Baylet, la force du Sud

Pour être fort partout, il faut savoir être fort chez soi… Le président national du Parti Radical de Gauche Jean-Michel Baylet le sait plus que personne. Son Tarn-et-Garonne, il l’aime et surtout il le maîtrise. Depuis 1985, il est d’ailleurs de manière indiscutée à la tête du Conseil général de ce département. Mais son empreinte est aussi régionale. On le sait proche de Martin Malvy, la région Midi-Pyrénées compte le plus grand nombre d’élus radicaux à travers le territoire et le gouvernement Ayrault compte aujourd’hui deux ministres issus de ce parti, l’Aveyronnaise Anne-Marie Escoffier et la dauphine tarn-et-garonnaise Sylvia Pinel. En Haute-Garonne, et à Toulouse particulièrement, rien ne se passe ou ne se décide sans que son nom ne soit cité (il compte des élus dans toutes les principales mairies et deux sénateurs – Françoise Laborde et Jean-Pierre Plancade). Comme si la double influence, politique d’un côté (le PS ne peut faire qu’avec le PRG) et médiatique de l’autre (avec le quotidien «La Dépêche du Midi», entreprise familiale toujours dirigée par le clan Baylet), a fait de cet ancien ministre de Mitterrand… L’incontournable.
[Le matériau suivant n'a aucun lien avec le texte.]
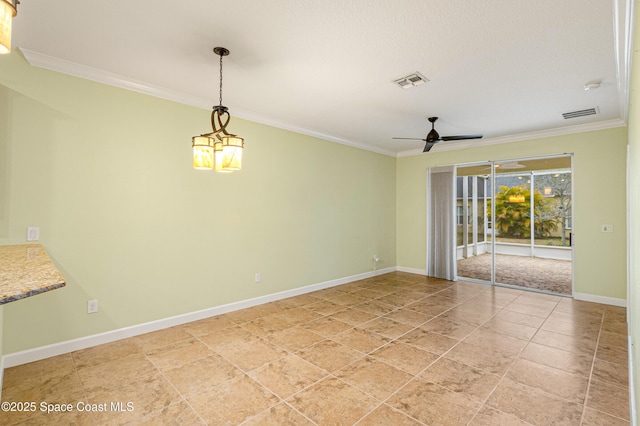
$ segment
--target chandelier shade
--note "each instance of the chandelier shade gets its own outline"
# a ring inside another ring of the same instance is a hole
[[[229,50],[216,47],[213,52],[220,55],[220,104],[214,106],[211,112],[211,132],[191,138],[193,167],[231,173],[242,168],[244,139],[227,131],[231,115],[228,108],[222,105],[222,58],[229,54]]]
[[[18,14],[17,0],[0,0],[0,54],[11,52],[11,21]]]

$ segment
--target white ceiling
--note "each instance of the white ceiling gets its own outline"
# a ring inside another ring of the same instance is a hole
[[[219,84],[212,49],[223,46],[233,117],[406,155],[424,143],[391,138],[426,137],[429,116],[440,117],[443,136],[485,135],[475,143],[623,125],[628,4],[23,0],[13,47],[39,66],[210,109]],[[430,82],[392,83],[415,71]],[[601,87],[585,91],[590,80]],[[598,115],[561,115],[592,107]]]

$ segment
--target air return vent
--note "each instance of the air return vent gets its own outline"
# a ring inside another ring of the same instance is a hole
[[[404,76],[402,78],[399,78],[397,80],[393,80],[393,82],[395,84],[397,84],[398,86],[402,87],[403,89],[408,89],[410,87],[420,86],[421,84],[424,84],[427,81],[429,81],[429,79],[427,79],[427,77],[425,77],[424,75],[420,74],[419,72],[415,72],[413,74],[406,75],[406,76]]]
[[[598,107],[595,107],[589,109],[581,109],[580,111],[565,112],[562,114],[562,116],[565,120],[568,120],[570,118],[584,117],[585,115],[596,115],[599,112],[600,111],[598,110]]]

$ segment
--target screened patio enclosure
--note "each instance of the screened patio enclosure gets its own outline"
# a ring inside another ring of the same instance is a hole
[[[456,277],[572,294],[571,156],[455,168]]]

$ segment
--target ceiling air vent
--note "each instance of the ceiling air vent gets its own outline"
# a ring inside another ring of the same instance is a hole
[[[397,80],[393,80],[395,84],[402,87],[403,89],[420,86],[421,84],[424,84],[427,81],[429,81],[429,79],[427,79],[427,77],[420,74],[419,72],[415,72],[413,74],[409,74]]]
[[[565,120],[568,120],[570,118],[584,117],[585,115],[596,115],[599,112],[600,111],[598,111],[598,107],[595,107],[589,109],[581,109],[580,111],[565,112],[562,114],[562,116]]]

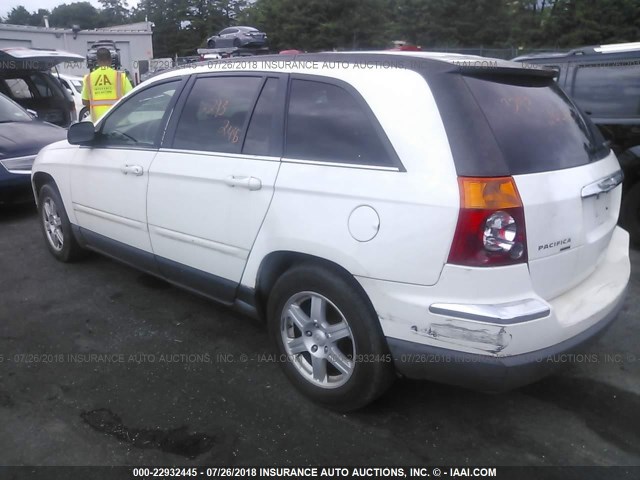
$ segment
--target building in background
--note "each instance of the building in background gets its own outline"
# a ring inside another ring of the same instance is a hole
[[[153,58],[151,38],[153,24],[138,22],[128,25],[79,30],[78,28],[30,27],[0,24],[0,48],[27,47],[66,50],[86,56],[89,47],[98,40],[113,40],[120,50],[122,68],[129,71],[137,84],[139,65]],[[88,73],[86,64],[60,64],[60,73],[82,76]]]

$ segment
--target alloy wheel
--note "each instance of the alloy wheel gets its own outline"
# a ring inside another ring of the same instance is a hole
[[[58,214],[58,209],[52,198],[45,199],[42,208],[42,223],[47,240],[54,250],[60,251],[64,247],[64,234],[62,231],[62,220]]]
[[[284,305],[280,333],[287,361],[322,388],[344,385],[355,367],[353,333],[340,309],[316,292],[300,292]]]

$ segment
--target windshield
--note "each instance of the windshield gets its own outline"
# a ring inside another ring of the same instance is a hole
[[[29,122],[31,116],[4,95],[0,95],[0,123]]]

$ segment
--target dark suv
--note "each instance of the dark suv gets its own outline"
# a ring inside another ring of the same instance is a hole
[[[120,49],[116,46],[116,42],[113,40],[98,40],[93,43],[87,51],[87,66],[89,70],[94,70],[98,66],[98,49],[106,48],[111,53],[111,66],[118,70],[121,67],[120,63]]]
[[[640,42],[583,47],[514,61],[556,70],[556,79],[591,117],[625,174],[620,223],[640,245]]]

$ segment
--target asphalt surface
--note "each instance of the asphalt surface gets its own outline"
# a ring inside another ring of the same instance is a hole
[[[0,465],[640,465],[640,252],[561,373],[500,395],[400,379],[342,415],[290,386],[259,322],[43,242],[33,207],[0,209]]]

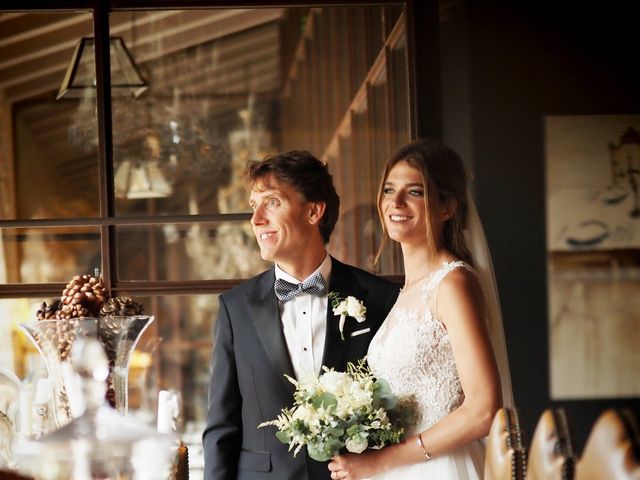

Au point de ne pas hésiter à faire naître parfois des tensions avec les partenaires socialistes, et notamment avec la mairie de Toulouse et Pierre Cohen. La situation favorable actuelle du PRG est aussi le fruit d’une double stratégie gagnante ; celle d’avoir participé à la primaire du PS pour la présidentielle, et de prendre position régulièrement sur des sujets sociétaux (cannabis ou liberté de conscience par exemple.)